Polícia conclui inquérito e dentista preso pode responder por estupro de vulnerável
A Polícia Civil indiciou, nesta quarta-feira (11), o dentista Luis Alberto Pohlmann Júnior, pelos crimes de estupro e estupro de vulnerável – nos casos que aconteceram quando as vítimas tinham menos de 14 anos.
O dentista foi preso no começo de março, em Teixeira Soares, nos Campos Gerais do Paraná. Ele é suspeito de estuprar crianças e adolescentes em uma chácara. Após a prisão do dentista ser noticiada, mais vítimas procuraram a polícia e denunciaram terem sido abusadas sexualmente por ele.
Investigação e denúncias
Segundo a polícia, as vítimas são familiares de Luis, ou pessoas próximas à família dele. Relatos coletados ao longo das investigações apontam que a maioria dos crimes aconteceram em reuniões entre os parentes, na chácara da família.
Dez vítimas foram ouvidas.

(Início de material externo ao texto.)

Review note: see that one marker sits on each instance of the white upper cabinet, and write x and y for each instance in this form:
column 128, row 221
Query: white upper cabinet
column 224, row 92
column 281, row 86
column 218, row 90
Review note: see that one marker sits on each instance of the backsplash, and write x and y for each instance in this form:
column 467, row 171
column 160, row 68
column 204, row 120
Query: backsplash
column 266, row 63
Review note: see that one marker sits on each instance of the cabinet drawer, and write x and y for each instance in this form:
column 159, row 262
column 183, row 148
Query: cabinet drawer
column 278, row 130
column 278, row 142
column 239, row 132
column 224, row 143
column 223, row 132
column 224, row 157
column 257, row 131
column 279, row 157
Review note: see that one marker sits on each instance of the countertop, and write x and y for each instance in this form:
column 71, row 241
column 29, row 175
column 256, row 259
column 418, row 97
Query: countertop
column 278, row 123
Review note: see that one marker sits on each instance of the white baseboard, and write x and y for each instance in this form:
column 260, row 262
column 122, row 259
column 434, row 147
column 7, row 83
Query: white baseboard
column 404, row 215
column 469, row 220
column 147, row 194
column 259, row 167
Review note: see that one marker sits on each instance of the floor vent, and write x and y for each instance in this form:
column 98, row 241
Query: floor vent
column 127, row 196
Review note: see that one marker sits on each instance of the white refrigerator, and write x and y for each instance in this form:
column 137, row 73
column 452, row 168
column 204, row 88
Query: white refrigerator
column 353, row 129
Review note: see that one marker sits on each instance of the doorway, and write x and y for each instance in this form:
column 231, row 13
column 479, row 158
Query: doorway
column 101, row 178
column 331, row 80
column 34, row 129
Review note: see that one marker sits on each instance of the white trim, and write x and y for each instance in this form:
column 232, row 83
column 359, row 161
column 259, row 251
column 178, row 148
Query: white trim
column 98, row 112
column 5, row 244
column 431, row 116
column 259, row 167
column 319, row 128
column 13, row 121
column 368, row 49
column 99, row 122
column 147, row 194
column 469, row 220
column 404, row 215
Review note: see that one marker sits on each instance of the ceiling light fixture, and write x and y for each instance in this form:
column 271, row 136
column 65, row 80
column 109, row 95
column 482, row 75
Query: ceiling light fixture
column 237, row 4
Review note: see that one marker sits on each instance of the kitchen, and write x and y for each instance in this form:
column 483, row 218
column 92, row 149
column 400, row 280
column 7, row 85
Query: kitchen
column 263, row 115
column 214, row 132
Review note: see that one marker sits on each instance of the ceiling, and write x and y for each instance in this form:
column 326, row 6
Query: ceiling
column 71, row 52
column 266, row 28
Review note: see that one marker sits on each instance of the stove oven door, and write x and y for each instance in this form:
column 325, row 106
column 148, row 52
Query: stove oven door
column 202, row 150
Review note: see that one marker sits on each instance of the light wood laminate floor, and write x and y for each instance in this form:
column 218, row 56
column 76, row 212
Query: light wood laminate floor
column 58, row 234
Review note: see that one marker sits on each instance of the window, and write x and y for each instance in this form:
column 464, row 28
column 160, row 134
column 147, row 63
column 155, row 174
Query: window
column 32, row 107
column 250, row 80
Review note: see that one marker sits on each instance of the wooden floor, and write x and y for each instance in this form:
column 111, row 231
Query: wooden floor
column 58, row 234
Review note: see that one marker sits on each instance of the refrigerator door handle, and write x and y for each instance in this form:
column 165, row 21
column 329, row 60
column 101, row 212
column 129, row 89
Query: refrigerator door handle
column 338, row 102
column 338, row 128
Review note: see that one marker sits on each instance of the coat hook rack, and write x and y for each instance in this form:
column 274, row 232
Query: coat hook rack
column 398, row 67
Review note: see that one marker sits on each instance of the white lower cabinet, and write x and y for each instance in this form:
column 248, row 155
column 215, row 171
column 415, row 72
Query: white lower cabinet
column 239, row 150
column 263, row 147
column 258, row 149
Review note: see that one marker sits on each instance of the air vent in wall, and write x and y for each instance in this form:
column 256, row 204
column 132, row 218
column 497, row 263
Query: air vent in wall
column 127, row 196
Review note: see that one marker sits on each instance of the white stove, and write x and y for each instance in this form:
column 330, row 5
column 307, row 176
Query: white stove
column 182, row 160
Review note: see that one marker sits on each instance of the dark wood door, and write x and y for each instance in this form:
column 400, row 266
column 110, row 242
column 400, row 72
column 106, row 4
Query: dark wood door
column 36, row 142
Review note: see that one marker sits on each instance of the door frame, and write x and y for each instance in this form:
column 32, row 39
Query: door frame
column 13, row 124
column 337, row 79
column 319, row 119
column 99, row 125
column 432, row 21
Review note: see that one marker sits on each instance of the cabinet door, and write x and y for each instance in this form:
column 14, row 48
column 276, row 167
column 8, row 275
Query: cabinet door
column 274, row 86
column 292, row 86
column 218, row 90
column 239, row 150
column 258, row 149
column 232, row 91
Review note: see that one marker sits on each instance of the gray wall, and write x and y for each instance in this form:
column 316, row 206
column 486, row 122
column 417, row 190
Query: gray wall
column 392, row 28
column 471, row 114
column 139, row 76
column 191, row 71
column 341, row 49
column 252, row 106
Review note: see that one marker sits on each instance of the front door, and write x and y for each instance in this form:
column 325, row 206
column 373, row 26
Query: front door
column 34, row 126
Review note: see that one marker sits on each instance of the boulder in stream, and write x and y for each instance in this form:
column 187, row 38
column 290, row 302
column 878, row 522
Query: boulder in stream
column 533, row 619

Uma delas detalhou que o primeiro abuso aconteceu aos 7 anos.
As investigações indicaram que o homem usava sempre o mesmo “modus operandi”: buscava ficar sozinho com as vítimas, ou agia de forma que outras pessoas não pudessem ver o que estava acontecendo.
Com a conclusão do inquérito, o caso é encaminhado para o Ministério Público do Paraná (MP-PR). Como o investigado está preso, depois de notificada, a promotoria tem um prazo de cinco dias para analisar as informações e definir se apresenta, ou não, denúncia à Justiça.
Celular do dentista e antecedentes
As investigações da polícia envolvem também a análise preliminar do conteúdo do celular do dentista. A avaliação ainda não foi concluída, mas os investigadores encontraram mensagens enviadas por ele a uma parente, pedindo para ela convencer as vítimas a não denunciá-lo. As conversas mostram que essa parente se negou a conversar com as vítimas.
Luis Alberto Pohlmann Júnior já foi condenado pro importunação sexual contra uma paciente em Curitiba. Ele também é réu em outro processo pelo mesmo crime.
O DE procurou a defesa do dentista, que não respondeu até a última atualização desta reportagem.
Um silêncio muito pesado
A primeira vítima procurou a polícia em outubro de 2025, o que encorajou outras nove a também denunciarem o homem.
Agora adultas, todas contam que foram abusadas quando eram crianças e adolescentes e conviveram com a dor em silêncio por muito tempo.
É um silêncio muito pesado. Eu carreguei, durante anos, um peso que não era meu… por vergonha, principalmente”, disse uma delas em entrevista à RPC, afiliada da TV Globo no Paraná.
Por muito tempo eu achava que aquilo era só brincadeira; eu não entendia que estava sendo abusada… Por muito tempo, eu achei que eu permiti [os abusos]. Porque quando você é criança, não sabe o que está acontecendo”, disse uma das vítimas.